Ernest Toussaint

Personal information
- Born: 6 March 1908 (age 118) Rumelange, Luxembourg
- Died: 3 September 1942 (aged 34) Hinzert concentration camp, Nazi Germany

Sport
- Sport: Boxing

= Ernest Toussaint =

Luxembourgish boxer (1908–1942)

Ernest Toussaint (6 March 1908 – 3 September 1942) was a Luxembourgish boxer who competed in the 1936 Summer Olympics.

== Life ==
Toussaint was born in Rumelange. He represented Luxembourg at the 1936 Olympics in Berlin. He defeated Karl Lutz of Austria in the second round before being eliminated in the quarterfinals of the heavyweight class by eventual bronze medalist Erling Nilsen of Norway.

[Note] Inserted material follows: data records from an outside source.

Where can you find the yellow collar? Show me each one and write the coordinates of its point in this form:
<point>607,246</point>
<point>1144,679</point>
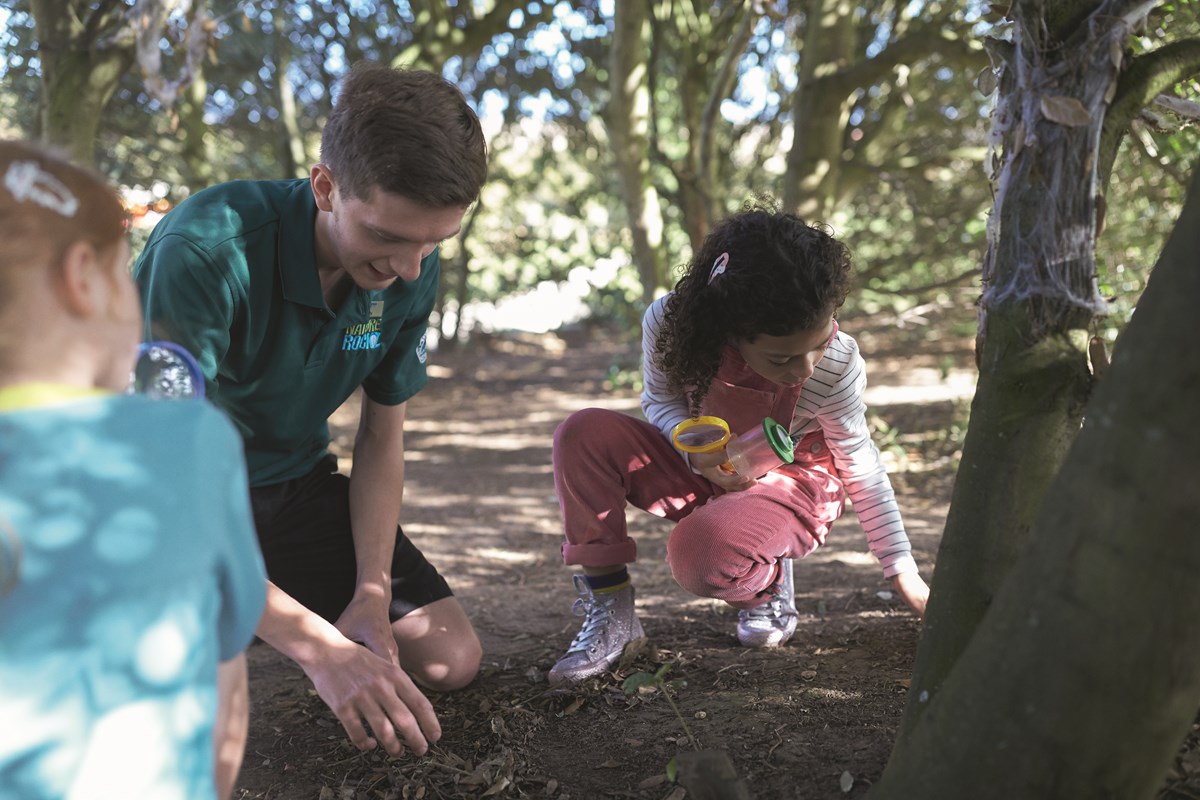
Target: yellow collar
<point>25,396</point>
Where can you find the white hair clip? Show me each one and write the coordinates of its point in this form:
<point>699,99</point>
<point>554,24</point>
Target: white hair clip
<point>719,266</point>
<point>28,181</point>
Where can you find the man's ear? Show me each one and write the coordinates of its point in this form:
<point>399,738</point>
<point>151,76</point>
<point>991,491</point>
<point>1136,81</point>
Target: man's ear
<point>323,186</point>
<point>82,281</point>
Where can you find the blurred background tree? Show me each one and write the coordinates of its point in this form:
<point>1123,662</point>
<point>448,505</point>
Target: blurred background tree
<point>618,131</point>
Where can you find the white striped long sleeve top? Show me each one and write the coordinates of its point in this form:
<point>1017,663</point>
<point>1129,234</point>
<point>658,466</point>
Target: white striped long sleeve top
<point>832,401</point>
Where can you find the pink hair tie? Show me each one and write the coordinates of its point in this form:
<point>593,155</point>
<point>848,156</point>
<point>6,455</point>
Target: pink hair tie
<point>719,266</point>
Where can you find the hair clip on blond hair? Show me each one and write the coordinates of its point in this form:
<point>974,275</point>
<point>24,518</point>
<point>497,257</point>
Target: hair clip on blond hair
<point>25,180</point>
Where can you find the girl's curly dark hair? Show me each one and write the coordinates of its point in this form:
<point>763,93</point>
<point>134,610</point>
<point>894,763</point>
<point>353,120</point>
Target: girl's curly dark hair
<point>783,276</point>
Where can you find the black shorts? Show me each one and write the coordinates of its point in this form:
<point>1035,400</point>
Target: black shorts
<point>304,528</point>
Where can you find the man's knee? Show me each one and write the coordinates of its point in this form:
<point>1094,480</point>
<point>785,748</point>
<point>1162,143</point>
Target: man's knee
<point>700,558</point>
<point>453,667</point>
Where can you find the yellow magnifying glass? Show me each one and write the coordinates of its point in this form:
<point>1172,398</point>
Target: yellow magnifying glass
<point>701,434</point>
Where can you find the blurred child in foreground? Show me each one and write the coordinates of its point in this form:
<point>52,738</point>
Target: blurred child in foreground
<point>130,577</point>
<point>749,332</point>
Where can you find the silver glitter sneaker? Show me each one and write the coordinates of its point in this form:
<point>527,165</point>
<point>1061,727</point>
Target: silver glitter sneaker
<point>772,624</point>
<point>609,625</point>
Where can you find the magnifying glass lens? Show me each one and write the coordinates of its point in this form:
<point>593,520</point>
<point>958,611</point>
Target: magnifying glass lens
<point>700,435</point>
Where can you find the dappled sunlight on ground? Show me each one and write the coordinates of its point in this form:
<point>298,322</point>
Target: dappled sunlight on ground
<point>479,499</point>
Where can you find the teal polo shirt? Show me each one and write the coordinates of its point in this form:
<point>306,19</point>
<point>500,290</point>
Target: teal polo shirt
<point>231,274</point>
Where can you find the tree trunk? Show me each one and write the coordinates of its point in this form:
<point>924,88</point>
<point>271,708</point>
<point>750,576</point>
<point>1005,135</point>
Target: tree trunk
<point>628,121</point>
<point>1039,286</point>
<point>81,71</point>
<point>293,158</point>
<point>1081,681</point>
<point>197,150</point>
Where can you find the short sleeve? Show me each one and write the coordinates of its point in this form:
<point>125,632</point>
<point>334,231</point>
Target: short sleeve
<point>186,299</point>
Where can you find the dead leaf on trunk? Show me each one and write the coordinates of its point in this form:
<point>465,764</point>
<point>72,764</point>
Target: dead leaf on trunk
<point>1065,110</point>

Toussaint was shot in the Hinzert concentration camp, Nazi Germany after being arrested as one of the communist leaders in Differdange during the general strike against the Nazi occupation in Luxembourg on 31 August 1942. The country had been protesting against the introduction of compulsory military service for young Luxembourgers into the Wehrmacht. Toussaint's widow and his two sons were deported to the work camp of Leubus in Silesia.

In 1960 Toussaint was posthumously awarded the Cross of the Order of the Resistance.